Jakarta, GPriority.co.id – Gubernur Sulawesi Tengah (Sulteng), Anwar Hafid, menegaskan jika dirinya tetap berkomitmen untuk fokus melayani masyarakat, meski transfer ke daerah (TKD) pada tahun 2026 dipotong hingga 45 persen.
Dalam pernyataannya sebagaimana dilansir dari ANTARA pada Kamis (9/10), Anwar turut mengatakan jika dirinya akan tetap tegak lurus pada kebijakan-kebijakan yang diterapkan Presiden Prabowo Subianto.
“Kami di Sulawesi Tengah ini meski anggaran berapapun, fokus kami tetap melayani rakyat. Karena mencontoh apa yang dilakukan Presiden Prabowo, kami tetap tegak lurus dengan kebijakan-kebijakan beliau,” ungkap Anwar.
Lebih lanjut Anwar menegaskan, anggaran yang tersisa akan ia maksimalkan untuk kepentingan rakyat. Terutama pada bidang pendidikan serta kesehatan gratis. Menurut Anwar, efisiensi anggaran tak serta merta mengubah prioritas utama pemerintah daerah untuk memberikan pelayanan publik yang terbaik bagi masyarakat.
Selanjutnya, Anwar juga menekankan jika kebijakan Pemprov (Pemerintah Provinsi) Sulteng akan selaras dengan visi besar dari Presiden Prabowo. Diantaranya termasuk memperkuat pelayanan dasar serta meningkatkan kesejahteraan masyarakat.
Anwar menilai, efisiensi bukanlah sebuah hambatan melainkan menjadi tantangan bagi pemerintah daerah untuk melayani rakyat.
“Berapa pun anggarannya, fokus kami tetap melayani rakyat dan mengikuti kebijakan Presiden,” tegas Anwar.
Jika anda melewatkannya, sebelumnya 18 gubernur dari seluruh provinsi di Indonesia beramai-ramai mendatangi kantor Kementerian Keuangan di Jakarta. Mereka melakukan protes kepada Menteri Keuangan (Menkeu) Purbaya Yudhi Sadewa) karena tak terima TKD-nya dipotong.
Salah satu gubernur yang melakukan aksi protes ialah Gubernur Maluku Utara (Malut), Sherly Tjoanda. Sherly enilai kebijakan tersebut dapat memberatkan pembangunan infrastruktur di wilayah Indonesia.

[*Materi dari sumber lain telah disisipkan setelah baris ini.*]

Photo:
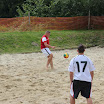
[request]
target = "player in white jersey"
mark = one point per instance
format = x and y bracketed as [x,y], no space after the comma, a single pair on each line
[81,71]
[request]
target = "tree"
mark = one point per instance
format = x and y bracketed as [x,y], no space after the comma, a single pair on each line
[8,7]
[61,8]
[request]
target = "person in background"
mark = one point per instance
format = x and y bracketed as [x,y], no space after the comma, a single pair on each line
[45,49]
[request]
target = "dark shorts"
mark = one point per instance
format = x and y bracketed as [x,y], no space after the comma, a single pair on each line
[83,87]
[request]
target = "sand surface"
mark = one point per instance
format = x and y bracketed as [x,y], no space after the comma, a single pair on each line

“Dengan pemotongan yang rata-rata setiap daerah hampir sekitar 20-30 persen untuk level provinsi dan di level kabupaten bahkan ada tadi dari Jawa Tengah yang hampir 60-70 persen, itu berat untuk pembangunan infrastruktur,” ujar Sherly.

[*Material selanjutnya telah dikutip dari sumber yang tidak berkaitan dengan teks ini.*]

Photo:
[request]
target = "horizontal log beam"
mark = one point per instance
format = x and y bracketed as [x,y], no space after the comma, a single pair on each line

Menanggapi gejolak protes yang semakin besar, Menkeu Purbaya akhirnya memutuskan untuk menambah alokasi TKD tahun 2026 menjadi Rp43 triliun, dari semula Rp650 triliun menjadi Rp693 triliun. Kendati demikian, besaran tersebut tetap lebih rendah jika dibandingkan dengan TKD tahun 2025 senilai Rp919 triliun.